Given the above factors — a hurried creation, a massive and rushed hiring effort, four significant changes in leadership, and a workforce that, for the most part, is “tolerated” by travelers; and you have to wonder if the organization has a culture at all!

Please do not take this as a diatribe against the hard-working employees at the TSA, because it is not. It is just recognition that given the circumstances under which it was created, the organizational changes it has undergone, and the enormity of its responsibilities, it’s not surprising that this has happened after all.

Additionally, the fact that the position of Cyber Security Chief has been held by four different individuals since Homeland Security was created and you realize that the TSA is bound to have more than its share of IT security challenges; I’m sure we just haven’t heard about them all.
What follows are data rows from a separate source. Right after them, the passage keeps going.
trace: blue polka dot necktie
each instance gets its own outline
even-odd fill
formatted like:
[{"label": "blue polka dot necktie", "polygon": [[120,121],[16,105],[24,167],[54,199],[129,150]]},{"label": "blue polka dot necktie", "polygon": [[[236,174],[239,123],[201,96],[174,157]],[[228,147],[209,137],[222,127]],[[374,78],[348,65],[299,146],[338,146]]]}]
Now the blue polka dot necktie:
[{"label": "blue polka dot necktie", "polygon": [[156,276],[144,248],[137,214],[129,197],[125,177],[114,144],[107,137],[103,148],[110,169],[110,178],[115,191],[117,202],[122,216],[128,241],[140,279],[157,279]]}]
It’s tough in any organization that has had this much change to create a culture that does much of anything correctly. Add in the fact that TSA is an outward facing organization (unlike the CIA which is constantly examining its belly button) and is more focused on catching the bad guy out there rather than wondering if there is one in their midst, and the fact that IT security is often talked about but rarely acted upon and we begin to see the challenges TSA faces every day.

Given all this information, should one excuse this massive breach in security? Of course not! We just now have a little more context in which to understand how something like this can happen and the knowledge to know that it is going to take some serious effort to remedy the situation. This effort has to be implemented from the top down and be more than lip service if the TSA is going to prevent something like this from happening again.
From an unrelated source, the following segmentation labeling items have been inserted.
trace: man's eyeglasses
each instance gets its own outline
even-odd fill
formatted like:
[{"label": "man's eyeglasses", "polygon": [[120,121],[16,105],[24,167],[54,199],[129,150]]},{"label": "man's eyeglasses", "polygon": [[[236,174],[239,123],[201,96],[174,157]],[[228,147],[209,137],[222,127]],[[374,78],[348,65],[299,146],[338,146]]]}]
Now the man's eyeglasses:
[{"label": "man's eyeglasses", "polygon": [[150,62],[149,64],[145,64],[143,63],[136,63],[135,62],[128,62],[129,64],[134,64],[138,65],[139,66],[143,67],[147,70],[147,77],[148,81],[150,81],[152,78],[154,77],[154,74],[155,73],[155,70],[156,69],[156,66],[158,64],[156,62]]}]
On the bright side (if there is one), in order for large bureaucracies to learn anything, it often takes something catastrophic to make them change. Perhaps this will be the jolt that sends TSA and its management in the right direction concerning IT security. This is small comfort for TSA employees today — and selfish on my part — but I would prefer the lesson be learned now rather than after a breach of confidential data from the millions of records it must hold regarding passengers. That scenario is just plain scary!